I voted for Ed as my second preference, after voting for Diane, my vote for her being a way of drawing a line in the sand after the New Labour period, and to try to foster wider debate within the party. We are now in a position that needs careful handling if we want to win in 2015, as a number of factors come into play:
Firstly, Ed has already stated that our opposition stance will have to be a lot more constructive than it has been so far. This is to the good, as we were clear before May that cuts would have to be made, and it makes no sense to the general public if we spend our time denying the deficit exists. where we disagree with the coalition is on how deep and how fast, and on what should be cut. We all know that we need to have a credible alternative to the worn-out monetarist guff coming from Osborne and Co.
On regulation, it may well be that Vince cable will be able to propose far-reaching changes that will help re-balance the economy in the future. We need to support him where we can, while developing his arguments further. On the Reform Bill, we have a greater problem, and also much more to gain – the blatant gerrymandering that has been included in the Bill is the one serious bloc to Labour support (see Nick Cohen in the Observer yesterday). However, a fairer voting system is manifestly just.
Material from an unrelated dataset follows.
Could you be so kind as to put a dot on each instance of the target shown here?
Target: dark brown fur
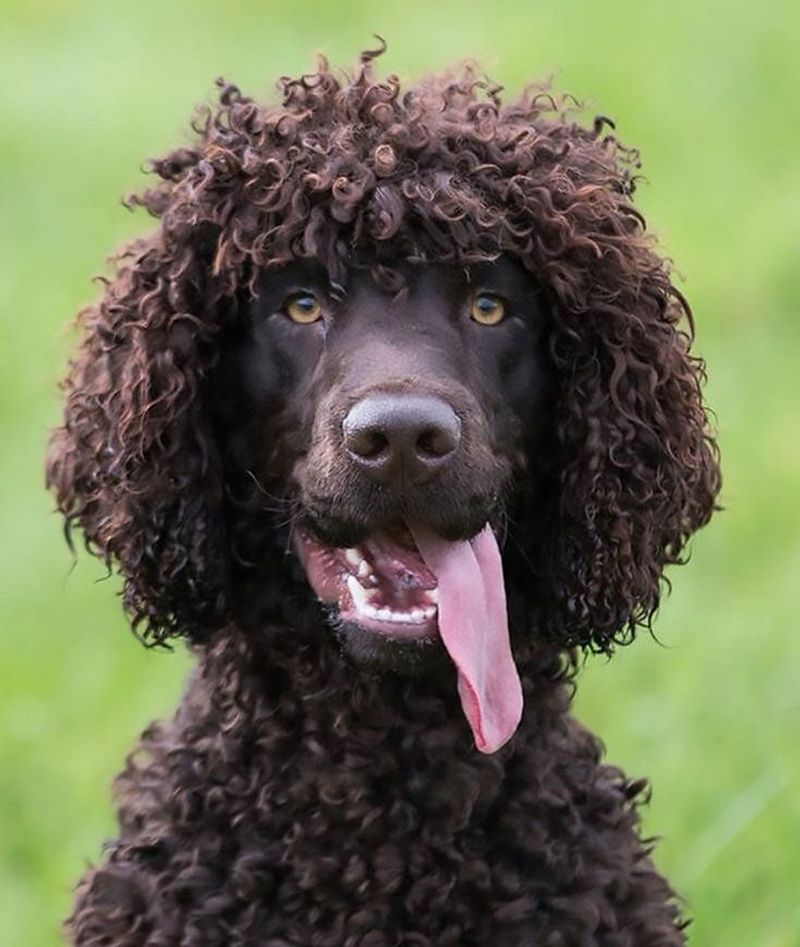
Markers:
(294, 800)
In one sense, the passing of this Bill by the coalition would solve one problem, whether or not we support it. The problem of the AV referendum, which is going to b a tough fight, is that if we do not support it, we are open to charges of double standards. Therefore our opposition needs to stress the undemocratic nature of the seat culling and boundary changes, whilst showing support for the Yes campaign.
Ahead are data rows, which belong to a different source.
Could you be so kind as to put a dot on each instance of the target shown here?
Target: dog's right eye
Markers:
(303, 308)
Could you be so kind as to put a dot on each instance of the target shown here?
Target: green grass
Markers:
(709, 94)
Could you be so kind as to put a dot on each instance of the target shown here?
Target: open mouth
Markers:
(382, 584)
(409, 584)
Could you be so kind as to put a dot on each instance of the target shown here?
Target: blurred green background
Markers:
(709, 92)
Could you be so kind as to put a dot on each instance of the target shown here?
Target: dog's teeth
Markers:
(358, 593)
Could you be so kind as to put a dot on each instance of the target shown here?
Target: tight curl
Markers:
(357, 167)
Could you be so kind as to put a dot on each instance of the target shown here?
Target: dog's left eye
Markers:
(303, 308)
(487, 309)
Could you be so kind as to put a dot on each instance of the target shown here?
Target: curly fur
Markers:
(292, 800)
Charges from the right that Ed is just a Trades Union puppet, such as those made by the (unelected) Baroness Warsi, are not new, but need to be handled carefully. The usual Tory anti-Union line is followed up by the £80 billion cuts to the public sector, which face huge Union opposition. We must be sure that every cut we oppose can be met with an alternative. And we must strenuously propose our alternatives, if we wish to effectively back any fightback, and give it a chance of success.
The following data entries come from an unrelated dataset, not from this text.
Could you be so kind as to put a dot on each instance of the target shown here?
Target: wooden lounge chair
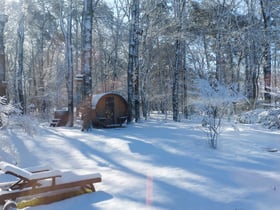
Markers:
(41, 180)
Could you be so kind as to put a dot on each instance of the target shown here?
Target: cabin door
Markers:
(110, 110)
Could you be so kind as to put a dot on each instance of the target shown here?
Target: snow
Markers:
(161, 164)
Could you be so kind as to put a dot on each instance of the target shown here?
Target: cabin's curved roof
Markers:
(96, 98)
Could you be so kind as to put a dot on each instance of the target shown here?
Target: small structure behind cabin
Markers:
(108, 110)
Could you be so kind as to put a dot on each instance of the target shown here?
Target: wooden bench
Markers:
(40, 180)
(54, 123)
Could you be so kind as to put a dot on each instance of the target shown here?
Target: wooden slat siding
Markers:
(12, 195)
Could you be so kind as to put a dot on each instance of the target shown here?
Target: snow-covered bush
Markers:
(269, 118)
(214, 101)
(6, 109)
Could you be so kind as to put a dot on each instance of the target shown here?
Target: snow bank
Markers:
(268, 118)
Within our own ranks we have to be honest as to why we were so rejected last May. This means asking tough questions, and taking tough measures. Phil Woolas and his agent should be immediately suspended from the Party until an internal inquiry has judged whether or not they have brought the party into disrepute. Likewise certain councillors in East London, Doncaster, and in certain areas of Scotland. We need to clean out the stables, and to win back the trust that we have lost, not just in government, but also in local government too. Ex ministers who have dodgy links to shady businessmen cannot be allowed onto the opposition frontbench. this will be hard, and I doubt that the PLP will like it much, but this needs to be done.
We have an opportunity to recreate our party as the sole national party of opposition, we could be instrumental in helping to redraw the political map of Britain, and we could be back in power in 2015, but only if we are honest, bold, and determined. This week at conference, Ed and the rest of the candidates have the chance to show how far we have already come since May, comrades, don’t blow it.